Dia menilai kondisi cuaca dan sebaran abu pada Rabu berbeda dibandingkan Selasa. Langit bahkan sempat terlihat lebih gelap seperti mendung.

"Iya, hari ini dan semalam memang beda dari hari kemarin. Tadi langit juga agak gelap, seperti mendung. Semoga saja ada hujan, biar debunya cepat hilang," jelasnya.

Anak Krakatau Erupsi, Warga Diminta Waspada

Aktivitas Gunung Anak Krakatau hingga Rabu pagi masih menunjukkan adanya erupsi. Berdasarkan laporan pemantauan, erupsi terjadi pada pukul 00.47 WIB dengan amplitudo maksimum 51 milimeter dan berlangsung selama 28 detik.

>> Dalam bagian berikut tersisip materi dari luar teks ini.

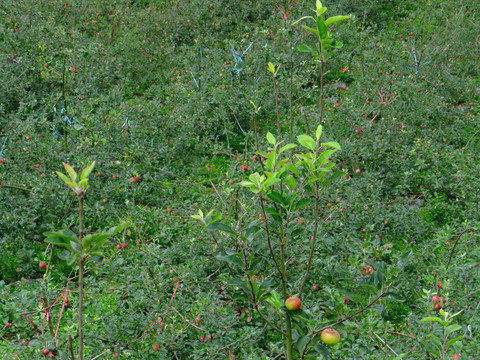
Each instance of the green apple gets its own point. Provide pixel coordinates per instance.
(330, 336)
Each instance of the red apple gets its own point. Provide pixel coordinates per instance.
(330, 336)
(293, 303)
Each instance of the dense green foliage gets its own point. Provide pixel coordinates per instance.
(163, 91)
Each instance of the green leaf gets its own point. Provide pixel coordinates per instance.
(431, 318)
(302, 18)
(63, 177)
(453, 341)
(70, 171)
(271, 68)
(435, 340)
(270, 138)
(306, 141)
(404, 259)
(102, 236)
(217, 226)
(332, 144)
(65, 255)
(292, 168)
(306, 48)
(286, 147)
(239, 283)
(58, 241)
(337, 44)
(301, 343)
(291, 183)
(333, 19)
(75, 246)
(87, 171)
(453, 328)
(302, 203)
(322, 28)
(322, 349)
(274, 299)
(318, 133)
(233, 259)
(83, 183)
(278, 198)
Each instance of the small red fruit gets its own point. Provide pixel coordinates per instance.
(330, 336)
(293, 303)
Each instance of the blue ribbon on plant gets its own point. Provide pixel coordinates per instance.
(417, 62)
(3, 147)
(238, 57)
(197, 79)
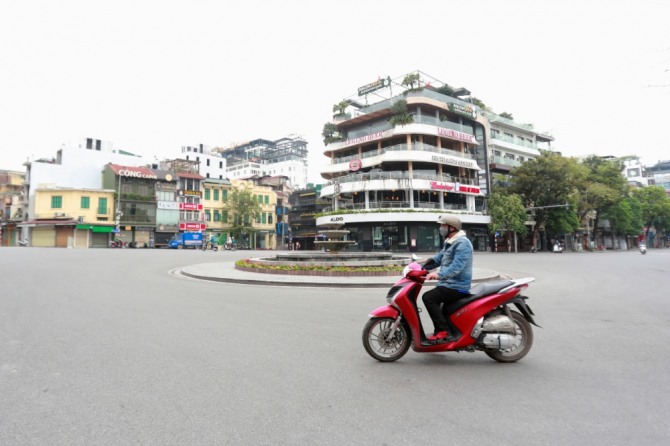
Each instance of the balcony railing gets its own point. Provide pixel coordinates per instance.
(402, 148)
(374, 205)
(418, 119)
(397, 175)
(505, 161)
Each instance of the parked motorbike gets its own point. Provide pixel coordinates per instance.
(482, 321)
(209, 245)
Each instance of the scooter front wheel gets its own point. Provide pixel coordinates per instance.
(383, 345)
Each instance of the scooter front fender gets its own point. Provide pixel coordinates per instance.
(385, 311)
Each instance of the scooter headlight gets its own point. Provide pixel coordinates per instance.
(393, 292)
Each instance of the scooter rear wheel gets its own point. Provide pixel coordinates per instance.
(524, 341)
(381, 344)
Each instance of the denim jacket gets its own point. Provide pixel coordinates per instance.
(455, 260)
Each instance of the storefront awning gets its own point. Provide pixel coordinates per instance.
(103, 229)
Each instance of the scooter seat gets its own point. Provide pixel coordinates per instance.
(476, 292)
(486, 288)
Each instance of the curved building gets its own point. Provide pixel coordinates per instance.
(399, 163)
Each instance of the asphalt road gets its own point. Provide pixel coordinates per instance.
(105, 347)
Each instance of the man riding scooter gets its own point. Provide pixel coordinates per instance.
(454, 276)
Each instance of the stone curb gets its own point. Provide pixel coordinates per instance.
(226, 273)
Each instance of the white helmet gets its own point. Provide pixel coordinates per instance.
(450, 220)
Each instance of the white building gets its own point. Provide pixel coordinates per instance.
(211, 163)
(75, 166)
(261, 157)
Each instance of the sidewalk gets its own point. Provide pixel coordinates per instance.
(226, 272)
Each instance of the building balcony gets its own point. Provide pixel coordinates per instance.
(398, 180)
(522, 148)
(422, 125)
(400, 205)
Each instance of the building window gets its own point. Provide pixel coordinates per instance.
(56, 202)
(102, 206)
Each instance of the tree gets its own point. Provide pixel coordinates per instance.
(507, 214)
(506, 115)
(340, 107)
(605, 186)
(330, 133)
(625, 217)
(242, 207)
(545, 183)
(410, 80)
(478, 103)
(654, 207)
(401, 115)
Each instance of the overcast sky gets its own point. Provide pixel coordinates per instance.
(152, 76)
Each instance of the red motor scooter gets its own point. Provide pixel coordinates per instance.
(481, 321)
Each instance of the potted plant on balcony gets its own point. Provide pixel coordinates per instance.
(401, 114)
(331, 133)
(339, 110)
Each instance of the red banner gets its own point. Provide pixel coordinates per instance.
(192, 226)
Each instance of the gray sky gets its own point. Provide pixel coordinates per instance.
(152, 76)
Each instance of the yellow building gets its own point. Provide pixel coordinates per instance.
(215, 193)
(262, 235)
(71, 217)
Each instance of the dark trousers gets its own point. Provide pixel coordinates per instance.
(434, 298)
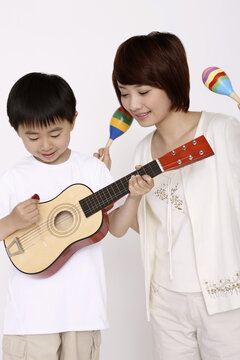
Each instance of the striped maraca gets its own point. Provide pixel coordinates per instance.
(119, 124)
(217, 81)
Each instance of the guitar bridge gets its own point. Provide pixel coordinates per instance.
(14, 248)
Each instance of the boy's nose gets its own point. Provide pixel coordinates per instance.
(46, 145)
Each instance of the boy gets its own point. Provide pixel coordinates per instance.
(59, 317)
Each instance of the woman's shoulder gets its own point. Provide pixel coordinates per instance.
(212, 118)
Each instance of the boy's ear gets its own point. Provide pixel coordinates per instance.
(74, 120)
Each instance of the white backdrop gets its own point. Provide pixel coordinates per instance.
(77, 40)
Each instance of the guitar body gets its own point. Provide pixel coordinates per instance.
(77, 217)
(44, 247)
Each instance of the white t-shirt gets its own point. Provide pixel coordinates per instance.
(175, 261)
(74, 298)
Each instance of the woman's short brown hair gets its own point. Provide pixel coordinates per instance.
(157, 59)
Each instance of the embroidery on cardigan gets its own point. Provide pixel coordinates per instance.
(224, 287)
(161, 193)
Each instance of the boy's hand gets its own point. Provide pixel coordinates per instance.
(25, 213)
(140, 185)
(104, 155)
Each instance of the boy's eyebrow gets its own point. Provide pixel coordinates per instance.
(30, 132)
(123, 87)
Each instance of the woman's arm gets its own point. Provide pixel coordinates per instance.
(121, 219)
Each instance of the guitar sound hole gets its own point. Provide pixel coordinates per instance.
(63, 220)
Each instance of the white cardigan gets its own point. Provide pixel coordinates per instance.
(212, 194)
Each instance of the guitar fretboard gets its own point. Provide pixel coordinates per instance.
(109, 194)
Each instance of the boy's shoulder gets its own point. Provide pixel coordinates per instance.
(87, 160)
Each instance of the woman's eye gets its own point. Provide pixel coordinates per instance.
(55, 135)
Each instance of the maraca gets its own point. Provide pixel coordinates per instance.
(216, 80)
(119, 124)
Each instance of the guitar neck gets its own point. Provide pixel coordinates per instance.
(186, 154)
(115, 191)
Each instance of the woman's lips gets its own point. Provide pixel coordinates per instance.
(142, 116)
(48, 155)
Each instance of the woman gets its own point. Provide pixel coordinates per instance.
(189, 221)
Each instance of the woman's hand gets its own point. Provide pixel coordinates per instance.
(140, 185)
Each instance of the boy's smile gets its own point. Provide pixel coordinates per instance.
(48, 144)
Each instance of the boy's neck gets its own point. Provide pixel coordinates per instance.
(59, 160)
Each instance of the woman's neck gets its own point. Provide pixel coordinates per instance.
(177, 129)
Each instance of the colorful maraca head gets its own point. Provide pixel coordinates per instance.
(216, 80)
(120, 123)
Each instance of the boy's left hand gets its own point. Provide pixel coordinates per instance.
(104, 152)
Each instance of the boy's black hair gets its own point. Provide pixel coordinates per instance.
(39, 99)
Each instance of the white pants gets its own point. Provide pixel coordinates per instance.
(183, 330)
(73, 345)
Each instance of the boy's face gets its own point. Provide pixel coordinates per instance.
(48, 144)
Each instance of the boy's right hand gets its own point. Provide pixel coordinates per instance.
(25, 213)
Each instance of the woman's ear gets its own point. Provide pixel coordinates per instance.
(74, 120)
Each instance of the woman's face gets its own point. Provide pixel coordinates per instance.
(147, 104)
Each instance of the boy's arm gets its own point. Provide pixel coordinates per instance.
(23, 215)
(121, 219)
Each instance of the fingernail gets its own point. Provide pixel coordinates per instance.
(36, 196)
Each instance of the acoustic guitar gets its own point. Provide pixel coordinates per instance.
(77, 217)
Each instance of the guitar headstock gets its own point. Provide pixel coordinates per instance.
(186, 154)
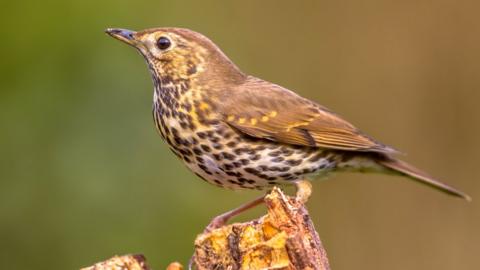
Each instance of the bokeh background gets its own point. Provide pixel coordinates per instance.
(84, 176)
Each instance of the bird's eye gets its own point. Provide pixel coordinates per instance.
(163, 43)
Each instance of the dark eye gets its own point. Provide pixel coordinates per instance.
(163, 43)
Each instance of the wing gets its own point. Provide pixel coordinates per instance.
(265, 110)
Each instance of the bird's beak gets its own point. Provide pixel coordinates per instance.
(124, 35)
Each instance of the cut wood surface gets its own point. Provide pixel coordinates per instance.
(284, 238)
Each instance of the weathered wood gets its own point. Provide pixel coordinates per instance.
(126, 262)
(285, 238)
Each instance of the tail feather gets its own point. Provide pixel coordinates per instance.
(417, 175)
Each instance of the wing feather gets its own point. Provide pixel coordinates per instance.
(265, 110)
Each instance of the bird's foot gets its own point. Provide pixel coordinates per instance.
(222, 219)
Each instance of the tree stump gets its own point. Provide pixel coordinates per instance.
(285, 238)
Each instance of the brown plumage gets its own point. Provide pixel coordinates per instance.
(238, 131)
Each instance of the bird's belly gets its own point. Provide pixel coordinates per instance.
(236, 161)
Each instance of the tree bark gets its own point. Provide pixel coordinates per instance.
(285, 238)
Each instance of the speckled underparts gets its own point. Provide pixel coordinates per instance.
(237, 131)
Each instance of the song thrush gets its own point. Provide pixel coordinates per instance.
(238, 131)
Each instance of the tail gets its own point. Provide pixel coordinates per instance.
(406, 169)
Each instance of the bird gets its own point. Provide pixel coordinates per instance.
(237, 131)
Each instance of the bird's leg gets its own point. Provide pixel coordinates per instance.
(304, 190)
(222, 219)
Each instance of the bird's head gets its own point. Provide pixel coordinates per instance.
(179, 54)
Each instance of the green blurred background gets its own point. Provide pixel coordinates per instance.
(84, 176)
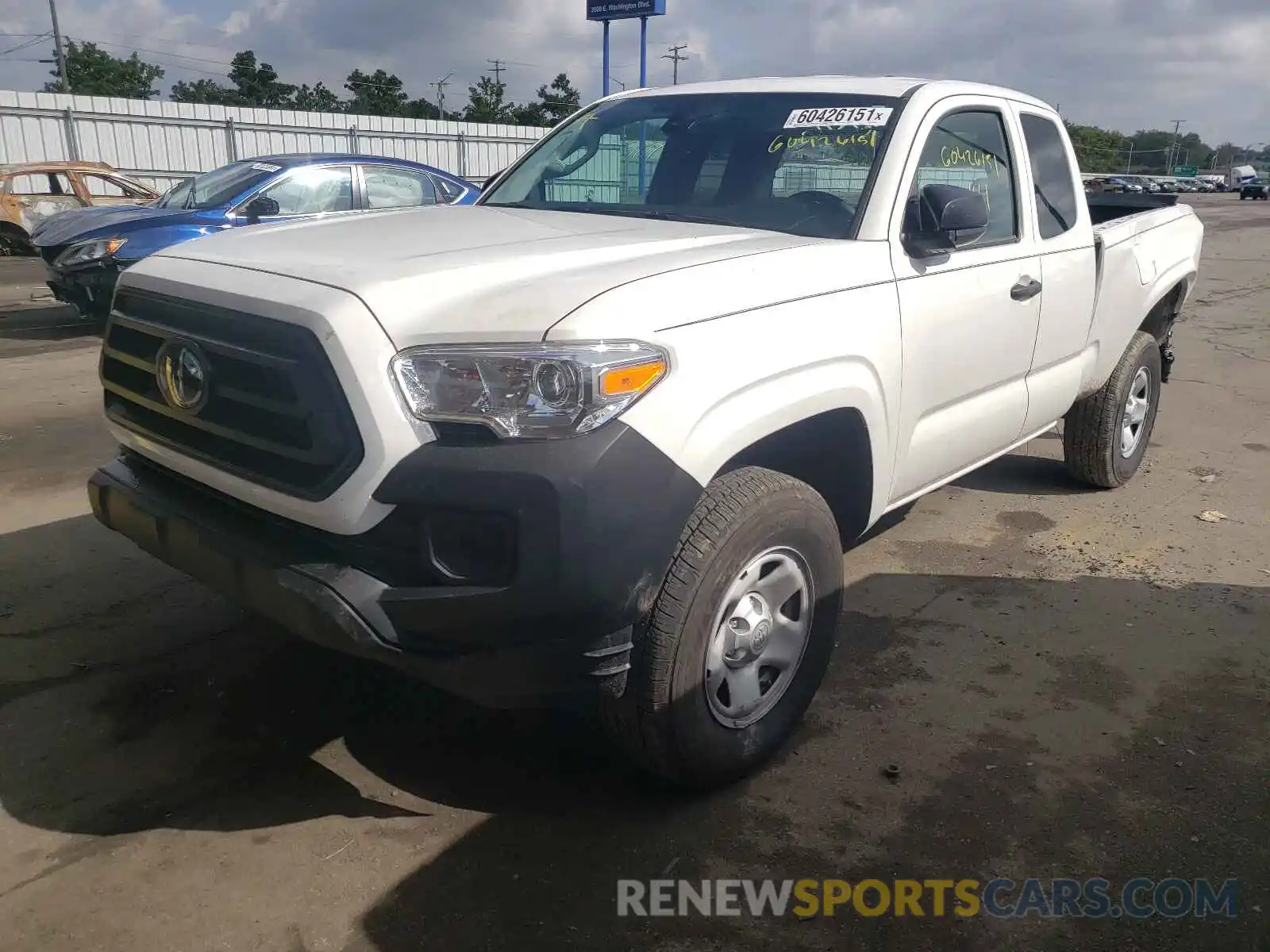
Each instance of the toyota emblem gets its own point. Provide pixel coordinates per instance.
(182, 374)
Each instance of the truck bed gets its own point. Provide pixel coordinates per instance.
(1143, 255)
(1109, 206)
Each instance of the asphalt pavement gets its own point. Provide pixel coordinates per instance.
(1068, 683)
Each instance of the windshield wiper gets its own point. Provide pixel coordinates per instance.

Letusan tersebut tidak terlihat secara visual karena kawasan gunung tertutup kabut. Dalam periode yang sama, petugas juga merekam satu kali gempa frekuensi rendah, satu gempa hybrid atau fase banyak, serta tremor menerus dengan amplitudo 2-7 milimeter.

Kepala Pos Pemantauan Gunung Anak Krakatau di Desa Hargo Pancuran, Suwarno, mengatakan kondisi visual gunung dari pos pemantauan masih terkendala kabut tebal.

Selain itu, pemantauan aktivitas gunung melalui CCTV di Hargo Pancuran dan Sertung hingga kini masih belum dapat dilakukan karena perangkat belum berfungsi.

"Kalau dari sini tidak terlihat letusannya karena selalu tertutup kabut," kata Suwarno.

Ia mengingatkan masyarakat untuk tetap meningkatkan kewaspadaan, khususnya saat harus beraktivitas di luar ruangan. Warga juga diminta menggunakan masker dan pelindung mata untuk mengurangi dampak paparan abu vulkanik.

"Kalau aktivitasnya masih ada, masyarakat tetap harus waspada dan jangan mendekati kawasan gunung," ujarnya.

Suwarno juga meminta masyarakat tidak mudah mempercayai informasi yang belum jelas sumbernya dan selalu mengacu pada informasi resmi terkait aktivitas Gunung Anak Krakatau.

Saat ini, status Gunung Anak Krakatau masih berada pada Level III atau Siaga. Masyarakat maupun wisatawan direkomendasikan untuk tidak mendekati kawasan gunung dalam radius 3 kilometer dari kawah aktif.